Ein überzeugender Özil als Ideengeber sowie die zentrale Achse mit den Innenverteidigern Mats Hummels und Per Mertesacker sowie Sami Khedira und Ilkay Gündogan im Mittelfeld schufen trotz der sechs personellen Ausfälle ein deutliches Übergewicht gegenüber den Franzosen - und die sind ja keine Landkundschaft. "Wir haben einige Dinge gut gemacht, die wir zuletzt nicht so gut gemacht hatten: Gute Organisation, daraus resultierten viele Ballgewinne und ein schnelles Spiel nach vorn", ergänzte Löw.

So konnten Trainer und Spieler eine weitere positive Erkenntnis aus Paris mitnehmen: Es gibt doch nicht nur elf außergewöhnliche Spieler im Land. "Es gibt einen Kader, der vielleicht 30 Mann umfasst, die seit Jahren ihre Leistung abrufen. Das hat sich gegen Frankreich wieder gezeigt. Einige haben gefehlt - und die anderen haben das kompensiert", bemerkte Lahm.

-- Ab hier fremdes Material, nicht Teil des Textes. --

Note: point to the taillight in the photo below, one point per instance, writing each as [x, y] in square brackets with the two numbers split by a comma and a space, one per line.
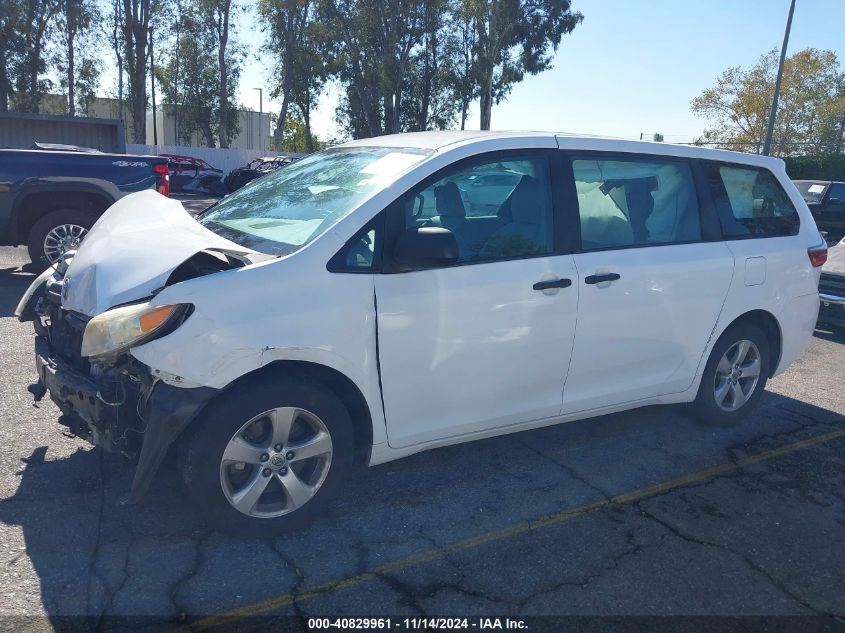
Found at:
[817, 255]
[164, 183]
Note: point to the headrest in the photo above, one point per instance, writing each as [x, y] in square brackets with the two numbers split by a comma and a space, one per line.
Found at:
[448, 199]
[526, 201]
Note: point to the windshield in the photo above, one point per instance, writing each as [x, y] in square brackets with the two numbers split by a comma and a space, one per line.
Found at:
[811, 191]
[285, 210]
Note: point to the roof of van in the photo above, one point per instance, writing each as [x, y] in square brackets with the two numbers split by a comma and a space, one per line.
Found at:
[442, 139]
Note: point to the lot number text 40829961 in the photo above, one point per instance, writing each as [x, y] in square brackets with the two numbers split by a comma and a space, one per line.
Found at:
[427, 624]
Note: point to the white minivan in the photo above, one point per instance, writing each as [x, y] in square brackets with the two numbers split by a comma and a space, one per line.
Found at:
[401, 293]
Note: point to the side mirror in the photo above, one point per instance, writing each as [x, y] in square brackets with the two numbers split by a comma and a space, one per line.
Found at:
[425, 247]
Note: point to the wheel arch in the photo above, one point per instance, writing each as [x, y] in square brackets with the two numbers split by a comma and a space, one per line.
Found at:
[770, 325]
[340, 384]
[33, 205]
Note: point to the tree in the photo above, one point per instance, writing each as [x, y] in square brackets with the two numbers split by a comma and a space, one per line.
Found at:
[294, 39]
[375, 40]
[138, 17]
[10, 42]
[515, 37]
[433, 78]
[218, 17]
[811, 111]
[465, 65]
[76, 37]
[298, 138]
[35, 20]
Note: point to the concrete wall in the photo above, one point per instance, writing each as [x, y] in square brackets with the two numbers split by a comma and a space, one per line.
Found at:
[254, 129]
[20, 130]
[225, 159]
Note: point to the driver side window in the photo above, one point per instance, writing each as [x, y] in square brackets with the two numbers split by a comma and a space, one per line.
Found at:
[497, 208]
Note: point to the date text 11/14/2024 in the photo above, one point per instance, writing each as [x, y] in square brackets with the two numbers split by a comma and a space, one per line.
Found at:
[421, 623]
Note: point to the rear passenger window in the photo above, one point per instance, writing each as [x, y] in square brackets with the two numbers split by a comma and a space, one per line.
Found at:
[500, 208]
[751, 203]
[635, 203]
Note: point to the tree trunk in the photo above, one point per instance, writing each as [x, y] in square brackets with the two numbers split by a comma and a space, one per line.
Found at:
[71, 88]
[224, 77]
[486, 99]
[207, 133]
[4, 83]
[138, 88]
[279, 132]
[306, 116]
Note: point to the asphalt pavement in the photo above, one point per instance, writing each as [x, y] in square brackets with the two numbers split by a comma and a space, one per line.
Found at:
[642, 513]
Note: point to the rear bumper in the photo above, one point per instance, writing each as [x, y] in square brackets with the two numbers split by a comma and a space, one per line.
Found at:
[91, 410]
[831, 309]
[797, 324]
[132, 411]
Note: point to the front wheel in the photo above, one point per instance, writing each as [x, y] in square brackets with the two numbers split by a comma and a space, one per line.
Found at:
[734, 377]
[56, 233]
[268, 456]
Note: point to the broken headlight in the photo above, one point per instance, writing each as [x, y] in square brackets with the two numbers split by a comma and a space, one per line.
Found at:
[118, 329]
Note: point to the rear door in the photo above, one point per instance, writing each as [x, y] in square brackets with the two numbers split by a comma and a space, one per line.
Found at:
[832, 214]
[653, 279]
[483, 343]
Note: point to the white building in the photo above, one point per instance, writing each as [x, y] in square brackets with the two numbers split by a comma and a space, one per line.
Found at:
[254, 130]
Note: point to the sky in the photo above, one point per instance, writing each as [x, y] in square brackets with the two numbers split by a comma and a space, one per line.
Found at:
[631, 67]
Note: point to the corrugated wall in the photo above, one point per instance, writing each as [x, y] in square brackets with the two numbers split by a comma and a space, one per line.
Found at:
[20, 130]
[224, 159]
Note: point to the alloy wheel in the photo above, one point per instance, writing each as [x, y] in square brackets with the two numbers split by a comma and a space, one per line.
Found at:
[737, 375]
[276, 462]
[62, 238]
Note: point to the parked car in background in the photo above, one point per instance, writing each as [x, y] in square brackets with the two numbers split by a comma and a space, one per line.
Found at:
[346, 310]
[832, 287]
[257, 168]
[50, 198]
[826, 200]
[194, 175]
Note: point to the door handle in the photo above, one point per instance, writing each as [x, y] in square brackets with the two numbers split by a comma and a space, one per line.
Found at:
[597, 279]
[552, 283]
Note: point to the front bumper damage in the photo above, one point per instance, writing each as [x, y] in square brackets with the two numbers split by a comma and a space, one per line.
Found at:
[118, 407]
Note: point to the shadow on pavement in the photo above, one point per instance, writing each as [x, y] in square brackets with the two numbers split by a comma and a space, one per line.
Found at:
[95, 556]
[13, 282]
[833, 334]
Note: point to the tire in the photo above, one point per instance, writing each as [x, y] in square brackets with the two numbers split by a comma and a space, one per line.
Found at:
[54, 220]
[216, 484]
[716, 381]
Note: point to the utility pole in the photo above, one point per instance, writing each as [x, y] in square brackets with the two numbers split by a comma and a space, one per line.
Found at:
[260, 115]
[152, 89]
[767, 146]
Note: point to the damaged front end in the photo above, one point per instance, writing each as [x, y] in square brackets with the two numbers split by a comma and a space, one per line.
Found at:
[111, 399]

Gündogan bewies wie schon beim vorangegangenen 0:0 in Holland, dass er bereit steht, wenn eine zentrale Figur wie in Paris Bastian Schweinsteiger ausfällt. "Ilkay hat bei uns und in Dortmund einen enormen Sprung gemacht", lobte Löw. Torwart René Adler kann sich nach seinem Comeback nach 27 Monaten zumindest als sichere Nummer zwei fühlen. "Ich weiß um meine Rolle. Und ich weiß sie auch auszufüllen", meinte Adler, dem jede Art von Kampfansage an Manuel Neuer als Nummer eins fremd ist.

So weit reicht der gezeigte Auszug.